Environmental genomics
Comparing the genomes of species which are relatively close but who live in different places will help understanding how an organism’s genome interacts with its environment.

Thanks to the great diversity of marine habitats and ecosystems, an extremely rich and varied fauna and flora is present in the ocean. In order to find out about all the species present in different environments such as the hydrothermal, upwelling zones, metagenomics (http://www.bioteach.ubc.ca/Biodiversity/Metagenomics/) has been invented allowing direct sequencing of the species present in seawater by the “shotgun” method. Metagenomics is the biology of mixed genomes or populations of organisms and enable having a representation of the different species that are present in seawater.
This technique allows overcoming the problems researchers had in raising some species. In fact, this method is direct and doesn’t require knowing which the optimal conditions of growth for each organism are.

Environmental Genomics can also help defining, confirming or invalidating the position of species in the evolutionary tree of life. In fact, sometimes very different species look so much alike that scientists used to believe they were closely related.

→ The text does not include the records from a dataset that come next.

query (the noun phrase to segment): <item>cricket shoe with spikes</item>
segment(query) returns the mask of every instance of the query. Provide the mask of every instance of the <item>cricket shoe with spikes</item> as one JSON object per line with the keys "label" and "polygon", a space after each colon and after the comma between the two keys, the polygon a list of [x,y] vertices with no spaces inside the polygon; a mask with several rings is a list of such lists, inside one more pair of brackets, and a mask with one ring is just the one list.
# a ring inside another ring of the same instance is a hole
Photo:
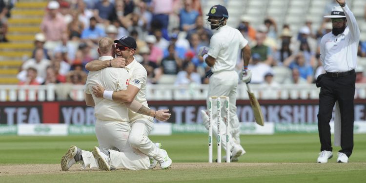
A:
{"label": "cricket shoe with spikes", "polygon": [[[161,143],[154,143],[154,144],[159,149],[162,148]],[[149,169],[154,169],[154,168],[156,167],[156,165],[158,164],[158,161],[151,156],[149,156],[149,159],[150,160],[150,166],[149,167]]]}
{"label": "cricket shoe with spikes", "polygon": [[81,149],[75,145],[71,145],[61,159],[61,162],[60,162],[61,169],[63,171],[68,170],[71,166],[75,164],[76,162],[82,161],[82,151]]}
{"label": "cricket shoe with spikes", "polygon": [[159,161],[160,163],[160,168],[162,169],[168,169],[172,164],[172,160],[168,156],[168,153],[164,149],[161,149],[163,151],[163,158],[162,160]]}
{"label": "cricket shoe with spikes", "polygon": [[111,170],[111,166],[108,163],[109,157],[101,151],[98,147],[94,147],[94,149],[93,149],[93,156],[97,160],[100,169],[105,171]]}

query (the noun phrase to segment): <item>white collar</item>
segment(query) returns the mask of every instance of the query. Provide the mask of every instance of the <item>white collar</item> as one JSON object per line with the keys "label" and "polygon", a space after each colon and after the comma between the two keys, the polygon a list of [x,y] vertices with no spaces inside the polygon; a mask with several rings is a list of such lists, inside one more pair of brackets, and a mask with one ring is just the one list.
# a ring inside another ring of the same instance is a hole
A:
{"label": "white collar", "polygon": [[102,61],[109,61],[110,60],[113,60],[114,58],[112,56],[102,56],[98,58],[98,60]]}

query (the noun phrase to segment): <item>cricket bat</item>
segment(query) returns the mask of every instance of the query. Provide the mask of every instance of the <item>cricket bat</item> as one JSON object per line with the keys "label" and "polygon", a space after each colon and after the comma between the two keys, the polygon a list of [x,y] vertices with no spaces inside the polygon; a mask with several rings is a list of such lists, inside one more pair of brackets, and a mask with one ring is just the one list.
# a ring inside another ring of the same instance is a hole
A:
{"label": "cricket bat", "polygon": [[257,124],[261,126],[264,126],[264,121],[263,120],[263,114],[262,112],[262,109],[261,108],[261,106],[259,105],[258,101],[257,100],[254,94],[253,93],[252,90],[250,89],[248,83],[246,83],[246,88],[247,88],[247,91],[248,92],[248,95],[249,95],[249,99],[250,101],[250,105],[252,106],[253,112],[254,113],[255,122],[257,122]]}

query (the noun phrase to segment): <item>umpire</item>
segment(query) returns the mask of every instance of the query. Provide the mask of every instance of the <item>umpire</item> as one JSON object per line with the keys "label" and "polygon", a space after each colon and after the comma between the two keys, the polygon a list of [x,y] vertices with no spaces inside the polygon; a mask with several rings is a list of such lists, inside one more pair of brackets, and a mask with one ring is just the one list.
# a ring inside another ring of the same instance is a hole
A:
{"label": "umpire", "polygon": [[330,18],[333,28],[320,42],[320,59],[325,73],[318,77],[320,86],[318,128],[321,151],[317,162],[326,163],[333,157],[329,122],[336,101],[341,113],[341,149],[338,163],[348,163],[353,148],[354,104],[357,46],[360,30],[356,19],[345,0],[336,0]]}

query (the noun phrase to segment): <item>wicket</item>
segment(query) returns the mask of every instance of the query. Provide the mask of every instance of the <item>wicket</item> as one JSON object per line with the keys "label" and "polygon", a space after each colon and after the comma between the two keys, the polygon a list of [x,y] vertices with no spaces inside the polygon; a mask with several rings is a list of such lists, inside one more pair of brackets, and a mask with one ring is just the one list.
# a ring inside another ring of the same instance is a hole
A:
{"label": "wicket", "polygon": [[[221,105],[221,100],[224,100],[224,105]],[[226,163],[230,163],[230,147],[229,143],[229,133],[230,124],[230,108],[229,97],[226,96],[211,96],[208,98],[208,163],[212,163],[212,120],[213,114],[212,108],[214,103],[212,102],[213,100],[216,102],[217,107],[217,163],[221,163],[221,138],[220,133],[220,119],[221,118],[221,109],[222,105],[225,106],[226,116],[225,119],[225,125],[226,126]]]}

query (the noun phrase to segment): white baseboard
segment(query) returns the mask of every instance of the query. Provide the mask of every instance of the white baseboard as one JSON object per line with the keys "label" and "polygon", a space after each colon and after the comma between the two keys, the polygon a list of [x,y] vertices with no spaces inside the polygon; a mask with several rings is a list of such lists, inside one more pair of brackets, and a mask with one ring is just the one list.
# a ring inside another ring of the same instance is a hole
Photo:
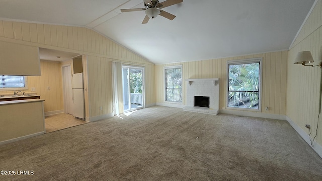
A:
{"label": "white baseboard", "polygon": [[63,113],[65,111],[64,111],[64,110],[47,111],[46,112],[45,112],[45,116],[53,115],[55,115],[56,114],[59,114],[59,113]]}
{"label": "white baseboard", "polygon": [[147,105],[145,105],[145,108],[148,108],[149,107],[152,107],[152,106],[155,106],[156,105],[156,104],[155,104],[155,103],[147,104]]}
{"label": "white baseboard", "polygon": [[276,115],[273,114],[263,113],[261,112],[255,112],[251,111],[243,111],[228,109],[219,110],[220,113],[232,114],[234,115],[254,117],[258,118],[263,118],[268,119],[274,119],[280,120],[286,120],[286,116],[282,115]]}
{"label": "white baseboard", "polygon": [[168,103],[156,103],[157,106],[167,106],[174,108],[183,108],[187,105],[181,104]]}
{"label": "white baseboard", "polygon": [[13,142],[17,141],[18,141],[18,140],[23,140],[23,139],[27,139],[27,138],[31,138],[31,137],[34,137],[34,136],[38,136],[38,135],[40,135],[44,134],[45,134],[45,131],[42,131],[42,132],[39,132],[39,133],[36,133],[30,134],[30,135],[28,135],[21,136],[21,137],[20,137],[11,139],[8,140],[0,141],[0,145],[3,145],[3,144],[8,144],[8,143],[12,143]]}
{"label": "white baseboard", "polygon": [[317,154],[318,154],[320,157],[322,158],[322,146],[319,145],[317,142],[316,142],[315,140],[314,141],[314,147],[312,147],[311,146],[311,141],[310,140],[310,136],[308,135],[306,132],[305,132],[302,128],[301,128],[298,125],[296,124],[294,121],[293,121],[291,118],[290,118],[288,116],[286,116],[287,119],[286,120],[288,123],[292,126],[293,128],[296,131],[297,133],[301,136],[302,138],[308,144],[308,145],[313,148]]}
{"label": "white baseboard", "polygon": [[94,122],[99,121],[104,119],[111,118],[113,116],[113,113],[109,113],[107,114],[99,115],[96,116],[92,116],[88,118],[88,120],[86,120],[88,122]]}

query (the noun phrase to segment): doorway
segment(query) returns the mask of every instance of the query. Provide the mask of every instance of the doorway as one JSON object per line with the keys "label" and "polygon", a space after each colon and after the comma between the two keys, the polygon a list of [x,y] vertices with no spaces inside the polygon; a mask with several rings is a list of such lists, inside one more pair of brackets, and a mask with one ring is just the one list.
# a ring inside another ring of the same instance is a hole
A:
{"label": "doorway", "polygon": [[71,65],[62,67],[62,78],[64,112],[72,114]]}
{"label": "doorway", "polygon": [[144,68],[122,66],[124,112],[144,107]]}

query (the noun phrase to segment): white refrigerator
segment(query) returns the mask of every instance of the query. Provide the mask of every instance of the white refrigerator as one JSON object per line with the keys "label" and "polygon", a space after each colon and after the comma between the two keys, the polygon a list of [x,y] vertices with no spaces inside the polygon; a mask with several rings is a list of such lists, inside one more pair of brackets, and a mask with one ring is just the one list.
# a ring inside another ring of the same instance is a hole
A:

The comparison of their genome allows revealing these unsuspected differences.
A species which looks very much alike the other ones of the group it has been put into but who in fact is very different genetically is called a cryptic species.
The technique which allows this genetic characterisation of species is called “barcoding” which is based on the presence of molecular markers which are conserved in species belonging to the same group.

Environmental genomics can change the way we think about adaptation and the way ecosystems evolve.
In fact, the capacity of organisms to get adapted to the changes in their environment depends on the plasticity of their genome. For example, a mutation in a gene can provoke the production of a protein that confers more resistance to pollutants. The mutation will be maintained if the individual is living in a polluted environment and will be transferred to more individuals of its population by reproduction. Comparing the genomes of closely related species living under different conditions, one under stress provoked by pollution and the other in a clean environment will allow finding out which kinds of mutations have appeared that enable the stressed species to survive.
This can help to understand how these species can be better adapted to their environment and help predict what will become of them with the global changes that are expected and already starting to be observed today.